Я убрала ноутбук в сумку, надела шляпку, подкрасила губы. Солнце уже спряталось за трехэтажным замком местного нувориша, башенками и стрельчатыми окнами напоминавшим готические храмы, в саду повеяло вечерней прохладой, и я, ожидая приезда Максимовского, присела на качели. Мама мыла посуду, это было одним из любимых ее занятий – взять и перемыть все богемское стекло в старинном буфете, доставшемся еще от прабабушки. Отец по вечерам уделял пару часов научной работе, в это время мы никогда не заходили к нему в кабинет, старались не мешать, но сейчас он вышел на террасу, достал портсигар, и тут увидел меня.

– Ночевать не останешься? – спросил он, разглядев сумку с ноутбуком на пестрой подушке качелей.

– Дела, пап, – ответила я, – поеду домой.

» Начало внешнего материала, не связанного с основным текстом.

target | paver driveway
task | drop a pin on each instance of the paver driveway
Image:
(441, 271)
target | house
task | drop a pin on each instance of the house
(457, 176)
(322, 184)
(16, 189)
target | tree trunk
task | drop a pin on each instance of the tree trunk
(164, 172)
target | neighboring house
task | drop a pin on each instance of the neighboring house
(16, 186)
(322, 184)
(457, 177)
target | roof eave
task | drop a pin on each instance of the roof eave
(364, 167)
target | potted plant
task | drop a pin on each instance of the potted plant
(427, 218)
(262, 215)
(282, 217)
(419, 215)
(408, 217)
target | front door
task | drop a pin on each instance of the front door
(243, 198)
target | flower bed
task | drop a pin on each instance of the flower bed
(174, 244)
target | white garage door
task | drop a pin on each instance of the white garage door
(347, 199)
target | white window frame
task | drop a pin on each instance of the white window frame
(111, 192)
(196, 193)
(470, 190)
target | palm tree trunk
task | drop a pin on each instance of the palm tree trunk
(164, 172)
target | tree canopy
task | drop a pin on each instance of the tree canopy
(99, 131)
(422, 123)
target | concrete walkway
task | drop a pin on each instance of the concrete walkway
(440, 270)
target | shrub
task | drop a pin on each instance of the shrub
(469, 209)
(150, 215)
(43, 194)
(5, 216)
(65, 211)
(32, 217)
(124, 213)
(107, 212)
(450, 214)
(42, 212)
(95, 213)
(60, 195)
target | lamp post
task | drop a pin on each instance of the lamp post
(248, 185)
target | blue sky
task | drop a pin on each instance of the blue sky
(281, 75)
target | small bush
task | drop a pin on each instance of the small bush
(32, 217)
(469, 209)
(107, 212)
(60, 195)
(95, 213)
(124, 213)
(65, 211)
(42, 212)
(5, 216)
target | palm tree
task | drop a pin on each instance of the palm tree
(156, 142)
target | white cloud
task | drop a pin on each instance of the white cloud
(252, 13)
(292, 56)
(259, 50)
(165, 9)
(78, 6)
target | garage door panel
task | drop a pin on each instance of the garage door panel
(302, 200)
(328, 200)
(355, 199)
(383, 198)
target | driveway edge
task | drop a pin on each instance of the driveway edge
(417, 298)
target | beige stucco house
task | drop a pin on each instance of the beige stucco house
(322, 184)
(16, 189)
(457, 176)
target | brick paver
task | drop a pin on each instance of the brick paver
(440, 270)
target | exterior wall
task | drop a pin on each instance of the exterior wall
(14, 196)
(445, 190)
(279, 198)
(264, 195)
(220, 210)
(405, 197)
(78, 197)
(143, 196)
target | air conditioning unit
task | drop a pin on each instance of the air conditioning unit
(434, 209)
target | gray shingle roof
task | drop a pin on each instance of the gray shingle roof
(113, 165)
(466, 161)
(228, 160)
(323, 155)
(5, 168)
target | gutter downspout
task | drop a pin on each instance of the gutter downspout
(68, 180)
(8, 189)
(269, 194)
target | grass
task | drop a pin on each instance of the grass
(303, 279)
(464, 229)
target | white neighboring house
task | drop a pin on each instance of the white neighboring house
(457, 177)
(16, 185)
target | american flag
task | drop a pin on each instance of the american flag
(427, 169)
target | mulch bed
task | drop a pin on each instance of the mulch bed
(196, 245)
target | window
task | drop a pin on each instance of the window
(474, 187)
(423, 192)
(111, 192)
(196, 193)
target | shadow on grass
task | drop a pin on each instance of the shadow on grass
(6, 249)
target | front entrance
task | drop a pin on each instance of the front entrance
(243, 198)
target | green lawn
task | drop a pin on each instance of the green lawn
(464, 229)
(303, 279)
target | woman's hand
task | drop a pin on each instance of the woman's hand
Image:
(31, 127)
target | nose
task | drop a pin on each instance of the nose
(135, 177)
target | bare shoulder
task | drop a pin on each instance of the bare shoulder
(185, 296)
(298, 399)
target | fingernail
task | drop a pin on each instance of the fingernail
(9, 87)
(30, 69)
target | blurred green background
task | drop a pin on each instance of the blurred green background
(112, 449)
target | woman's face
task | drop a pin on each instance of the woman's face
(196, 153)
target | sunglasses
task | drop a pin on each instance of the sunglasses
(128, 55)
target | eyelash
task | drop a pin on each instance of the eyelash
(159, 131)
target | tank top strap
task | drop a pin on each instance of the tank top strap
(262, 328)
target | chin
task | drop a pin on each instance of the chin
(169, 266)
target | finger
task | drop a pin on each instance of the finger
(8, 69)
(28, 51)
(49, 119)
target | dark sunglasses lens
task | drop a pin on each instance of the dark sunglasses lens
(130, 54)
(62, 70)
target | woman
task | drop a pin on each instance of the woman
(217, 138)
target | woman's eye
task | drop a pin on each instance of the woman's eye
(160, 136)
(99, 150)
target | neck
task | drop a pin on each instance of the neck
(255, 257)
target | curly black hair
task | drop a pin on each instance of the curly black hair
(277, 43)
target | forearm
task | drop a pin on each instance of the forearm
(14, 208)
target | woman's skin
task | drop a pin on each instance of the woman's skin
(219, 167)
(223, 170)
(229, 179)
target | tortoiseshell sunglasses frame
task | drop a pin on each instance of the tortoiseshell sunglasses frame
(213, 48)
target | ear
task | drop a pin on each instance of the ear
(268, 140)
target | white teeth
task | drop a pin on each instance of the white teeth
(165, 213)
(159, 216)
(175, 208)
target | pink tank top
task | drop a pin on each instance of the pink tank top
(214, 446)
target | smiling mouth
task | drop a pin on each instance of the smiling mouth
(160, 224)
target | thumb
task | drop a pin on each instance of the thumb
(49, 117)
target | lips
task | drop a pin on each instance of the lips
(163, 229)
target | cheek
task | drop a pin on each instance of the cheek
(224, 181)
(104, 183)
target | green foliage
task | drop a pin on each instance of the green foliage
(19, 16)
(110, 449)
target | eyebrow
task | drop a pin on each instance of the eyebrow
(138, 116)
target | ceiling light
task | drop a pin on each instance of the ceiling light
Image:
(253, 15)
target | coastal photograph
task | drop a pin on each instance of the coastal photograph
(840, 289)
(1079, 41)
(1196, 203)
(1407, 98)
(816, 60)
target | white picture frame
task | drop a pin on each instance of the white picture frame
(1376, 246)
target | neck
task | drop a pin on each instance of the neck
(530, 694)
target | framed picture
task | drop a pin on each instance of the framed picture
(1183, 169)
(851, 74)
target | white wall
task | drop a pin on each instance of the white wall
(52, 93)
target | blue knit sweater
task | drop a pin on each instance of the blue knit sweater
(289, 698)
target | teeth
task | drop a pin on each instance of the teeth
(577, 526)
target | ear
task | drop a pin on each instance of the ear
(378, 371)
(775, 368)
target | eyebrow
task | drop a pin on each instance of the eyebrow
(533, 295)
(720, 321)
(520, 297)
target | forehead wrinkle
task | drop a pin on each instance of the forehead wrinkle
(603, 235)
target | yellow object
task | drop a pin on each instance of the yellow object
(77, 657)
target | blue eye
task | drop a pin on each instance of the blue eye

– Хочешь, отвезу? – он закурил, дымок пополз по деревянной обивке террасы, и табачный аромат смешался с томным цветочным.

– Спасибо, но за мной приедут. Коллега… – я аж зубами заскрипела, и надо же такому случиться, два кавалера в один день! Бедные мои родители… После давнишней истории с Вересовым я не баловала их знакомством ни с университетскими друзьями, ни с коллегами противоположного пола, скрывала свои романы, и очень осторожно назначала свидания, но вот сегодня побила все рекорды.

– Хм, один – товарищ, другой – коллега… нам есть о чем волноваться?

– Абсолютно не о чем, пап!

– Уверена?

– Стопроцентно!

Может, попробовать внушить себе эту стопроцентную уверенность? Почему бы и нет.

Установка – мысленно я сделала загадочные пассы руками, и про себя произнесла: гусь свинье не товарищ, а коллега. Как думаете, поможет?

У калитки просигналил автомобиль, и высокая фигура в белой рубашке, взмахнула рукой. Я вскочила с качелей, босиком пронеслась по терракотовой плитке, открыла замок, и радостно крикнула:

– Мам, пап, знакомьтесь, это Роман.

На террасе звякнула о паркет какая-то богемская вещица.